In this post, the existence of a non-gradient based algorithm for computing LSRDRs is a sign that LSRDRs behave mathematically and are quite interpretable. Gradient ascent is a general purpose optimization algorithm that works in the case when there is no other way to solve the optimization problem, but when there are multiple ways of obtaining a solution to an optimization problem, the optimization problem is behaving in a way that should be appealing to mathematicians.
LSRDRs and similar algorithms are pseudodeterministic in the sense that if we train the model multiple times on the same data, we typically get identical models. Pseudodeterminism is a signal of interpretability for several reasons that I will go into more detail in a future post:
Pseudodeterministic models do not contain any extra random or even pseudorandom information that is not contained in the training data already. This means that when interpreting these models, one does not have to interpret random information.
Pseudodeterministic models inherit the symmetry of their training data. For example, if we train a real LSRDR using real symmetric matrices, then the projection will itself by a symmetric matrix.
In mathematics, a well-posed problem is a problem where there exists a unique solution to the problem. Well-posed problems behave better than ill-posed problems in the sense that it is easier to prove results about well-posed problems than it is to prove results about ill-posed problems.

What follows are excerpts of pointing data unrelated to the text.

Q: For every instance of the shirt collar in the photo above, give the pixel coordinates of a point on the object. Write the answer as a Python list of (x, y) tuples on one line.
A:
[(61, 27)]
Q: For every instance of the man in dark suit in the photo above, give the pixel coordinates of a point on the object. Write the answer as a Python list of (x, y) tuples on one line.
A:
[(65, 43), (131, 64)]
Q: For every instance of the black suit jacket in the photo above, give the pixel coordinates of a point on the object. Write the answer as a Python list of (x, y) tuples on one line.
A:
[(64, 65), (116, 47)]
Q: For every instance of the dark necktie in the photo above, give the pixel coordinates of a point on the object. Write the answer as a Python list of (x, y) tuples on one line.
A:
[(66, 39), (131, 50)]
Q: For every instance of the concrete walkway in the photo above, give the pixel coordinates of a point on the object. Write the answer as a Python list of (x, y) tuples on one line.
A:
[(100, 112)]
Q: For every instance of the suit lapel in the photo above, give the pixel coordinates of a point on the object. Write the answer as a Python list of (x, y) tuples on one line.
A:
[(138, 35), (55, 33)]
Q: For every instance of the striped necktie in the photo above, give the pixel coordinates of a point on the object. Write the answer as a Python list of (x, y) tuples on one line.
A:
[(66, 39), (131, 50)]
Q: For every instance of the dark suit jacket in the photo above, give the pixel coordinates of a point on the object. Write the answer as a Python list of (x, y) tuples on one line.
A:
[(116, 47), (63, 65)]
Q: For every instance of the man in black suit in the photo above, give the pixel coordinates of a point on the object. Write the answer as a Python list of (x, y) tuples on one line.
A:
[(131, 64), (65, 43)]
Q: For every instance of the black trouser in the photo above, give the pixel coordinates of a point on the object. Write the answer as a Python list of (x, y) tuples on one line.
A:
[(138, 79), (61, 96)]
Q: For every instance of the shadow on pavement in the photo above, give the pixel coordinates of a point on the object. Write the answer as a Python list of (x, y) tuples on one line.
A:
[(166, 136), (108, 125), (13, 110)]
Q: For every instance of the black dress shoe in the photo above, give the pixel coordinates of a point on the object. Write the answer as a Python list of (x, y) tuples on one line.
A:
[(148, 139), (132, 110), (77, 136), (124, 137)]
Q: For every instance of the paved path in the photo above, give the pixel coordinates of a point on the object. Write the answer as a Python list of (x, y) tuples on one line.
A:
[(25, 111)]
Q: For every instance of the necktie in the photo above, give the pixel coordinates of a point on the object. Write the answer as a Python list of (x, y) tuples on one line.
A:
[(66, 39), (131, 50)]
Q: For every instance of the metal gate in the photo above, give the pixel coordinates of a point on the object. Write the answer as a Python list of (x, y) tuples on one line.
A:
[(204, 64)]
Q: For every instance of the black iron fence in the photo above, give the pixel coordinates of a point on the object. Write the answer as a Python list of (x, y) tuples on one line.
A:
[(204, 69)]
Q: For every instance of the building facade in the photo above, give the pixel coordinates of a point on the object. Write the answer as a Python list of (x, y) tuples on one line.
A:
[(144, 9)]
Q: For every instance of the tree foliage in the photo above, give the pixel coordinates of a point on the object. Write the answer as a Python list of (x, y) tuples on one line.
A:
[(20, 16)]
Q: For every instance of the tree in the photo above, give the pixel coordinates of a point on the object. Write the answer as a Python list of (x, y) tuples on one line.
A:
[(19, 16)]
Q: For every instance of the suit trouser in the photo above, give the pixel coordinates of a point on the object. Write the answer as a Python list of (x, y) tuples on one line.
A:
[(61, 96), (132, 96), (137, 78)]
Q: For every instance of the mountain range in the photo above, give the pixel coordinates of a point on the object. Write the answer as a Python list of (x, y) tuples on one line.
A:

In addition to pseudodeterminism, in my experience, LSRDRs are quite interpretable since I have interpreted LSRDRs already in a few posts:
When performing a dimensionality reduction on tensors, the trace is often zero. — LessWrong
I have Generalized LSRDRs so that they are starting to behave like deeper neural networks. I am trying to expand the capabilities of generalized LSRDRs so they behave more like deep neural networks, but I still have some work to expand their capabilities while retaining pseudodeterminism. In the meantime, generalized LSRDRs may still function as narrow AI for specific problems and also as layers in AI.
Of course, if we want to compare capabilities, we should also compare NNs to LSRDRs at tasks such as evaluating the cryptographic security of block ciphers, solving NP-complete problems in the average case, etc.

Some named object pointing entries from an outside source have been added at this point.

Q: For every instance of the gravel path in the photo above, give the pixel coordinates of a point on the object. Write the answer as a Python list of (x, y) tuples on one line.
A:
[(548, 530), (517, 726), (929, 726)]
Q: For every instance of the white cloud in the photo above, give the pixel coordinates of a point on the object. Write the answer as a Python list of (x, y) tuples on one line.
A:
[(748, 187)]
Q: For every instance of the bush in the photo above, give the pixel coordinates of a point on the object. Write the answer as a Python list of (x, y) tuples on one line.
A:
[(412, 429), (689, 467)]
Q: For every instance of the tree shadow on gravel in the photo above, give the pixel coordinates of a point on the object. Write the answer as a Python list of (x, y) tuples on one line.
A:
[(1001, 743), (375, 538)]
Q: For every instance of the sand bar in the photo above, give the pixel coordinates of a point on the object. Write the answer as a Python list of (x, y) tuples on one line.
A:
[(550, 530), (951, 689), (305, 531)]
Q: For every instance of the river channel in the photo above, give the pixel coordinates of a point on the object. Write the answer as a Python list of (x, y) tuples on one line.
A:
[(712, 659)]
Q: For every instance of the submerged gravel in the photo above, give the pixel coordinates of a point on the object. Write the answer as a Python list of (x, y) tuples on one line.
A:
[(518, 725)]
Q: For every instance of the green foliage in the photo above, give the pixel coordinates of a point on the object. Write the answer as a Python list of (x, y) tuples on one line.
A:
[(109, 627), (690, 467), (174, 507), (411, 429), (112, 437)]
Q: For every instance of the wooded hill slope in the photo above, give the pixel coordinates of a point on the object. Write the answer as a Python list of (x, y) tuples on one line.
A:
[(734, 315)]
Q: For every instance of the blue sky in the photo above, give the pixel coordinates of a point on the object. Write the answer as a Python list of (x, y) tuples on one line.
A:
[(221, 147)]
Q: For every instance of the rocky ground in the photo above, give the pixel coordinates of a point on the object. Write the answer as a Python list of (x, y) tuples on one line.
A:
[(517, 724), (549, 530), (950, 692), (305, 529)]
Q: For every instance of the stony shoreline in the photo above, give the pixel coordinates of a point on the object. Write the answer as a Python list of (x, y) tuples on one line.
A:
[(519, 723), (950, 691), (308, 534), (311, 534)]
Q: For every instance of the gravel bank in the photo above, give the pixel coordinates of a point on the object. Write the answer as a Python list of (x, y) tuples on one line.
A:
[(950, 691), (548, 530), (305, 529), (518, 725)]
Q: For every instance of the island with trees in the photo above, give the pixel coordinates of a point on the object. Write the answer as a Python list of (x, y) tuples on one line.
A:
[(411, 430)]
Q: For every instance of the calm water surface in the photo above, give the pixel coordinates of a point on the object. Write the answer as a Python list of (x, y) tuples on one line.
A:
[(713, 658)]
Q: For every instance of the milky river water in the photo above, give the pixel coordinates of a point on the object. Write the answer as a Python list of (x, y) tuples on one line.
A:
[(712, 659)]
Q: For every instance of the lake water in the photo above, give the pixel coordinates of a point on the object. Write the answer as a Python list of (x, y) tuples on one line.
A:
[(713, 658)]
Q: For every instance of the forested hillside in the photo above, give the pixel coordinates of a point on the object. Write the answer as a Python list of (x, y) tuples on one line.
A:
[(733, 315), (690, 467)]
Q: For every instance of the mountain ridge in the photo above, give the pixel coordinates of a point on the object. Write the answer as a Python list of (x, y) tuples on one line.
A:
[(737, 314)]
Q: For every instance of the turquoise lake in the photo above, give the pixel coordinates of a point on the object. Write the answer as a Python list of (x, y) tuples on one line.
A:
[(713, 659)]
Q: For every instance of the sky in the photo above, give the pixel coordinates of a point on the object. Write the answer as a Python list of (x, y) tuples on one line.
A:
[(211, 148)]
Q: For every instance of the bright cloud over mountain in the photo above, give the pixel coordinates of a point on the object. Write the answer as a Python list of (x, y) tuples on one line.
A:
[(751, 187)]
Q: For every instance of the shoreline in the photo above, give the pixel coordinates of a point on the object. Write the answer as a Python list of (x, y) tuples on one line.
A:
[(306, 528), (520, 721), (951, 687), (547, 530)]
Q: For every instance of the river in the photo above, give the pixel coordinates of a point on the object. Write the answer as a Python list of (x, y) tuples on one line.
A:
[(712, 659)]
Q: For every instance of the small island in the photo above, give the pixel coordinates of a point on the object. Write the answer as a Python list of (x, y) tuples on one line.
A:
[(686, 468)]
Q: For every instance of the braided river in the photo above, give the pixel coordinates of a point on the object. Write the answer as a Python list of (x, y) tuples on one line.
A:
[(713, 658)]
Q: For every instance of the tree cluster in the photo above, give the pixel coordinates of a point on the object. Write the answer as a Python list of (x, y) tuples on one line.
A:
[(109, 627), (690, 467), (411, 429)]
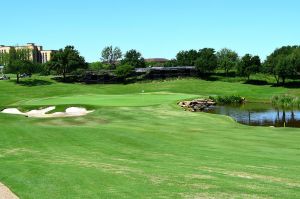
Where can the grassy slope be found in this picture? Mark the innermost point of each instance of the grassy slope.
(142, 145)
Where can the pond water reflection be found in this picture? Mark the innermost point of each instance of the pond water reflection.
(258, 114)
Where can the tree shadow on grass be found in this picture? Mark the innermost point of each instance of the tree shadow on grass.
(294, 84)
(257, 82)
(34, 82)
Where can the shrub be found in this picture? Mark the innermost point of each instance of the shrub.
(232, 99)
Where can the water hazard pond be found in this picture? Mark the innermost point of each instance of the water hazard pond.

As for the difficulty of this post, it seems like that is the result of the post being mathematical. But going through this kind of mathematics so that we obtain inherently interpretable AI should be the easier portion of AI interpretability. I would much rather communicate about the actual mathematics than about how difficult the mathematics is.
I would have thought that a fitness function that is maximized using something other than gradient ascent and which can solve NP-complete problems at least in the average case would be worth reading since that means that it can perform well on some tasks but it also behaves mathematically in a way that is needed for interpretability. The quality of the content is inversely proportional to the number of views since people don’t think the same way as I do.
Wheels on the Bus | @CoComelon Nursery Rhymes & Kids Songs
Stuff that is popular is usually garbage.
But here is my post about the word embedding.
Interpreting a matrix-valued word embedding with a mathematically proven characterization of all optima — LessWrong
And I really do not want to collaborate with people who are not willing to read the post. This is especially true of people in academia since universities promote violence and refuse to acknowledge any wrongdoing. Universities are the absolute worst.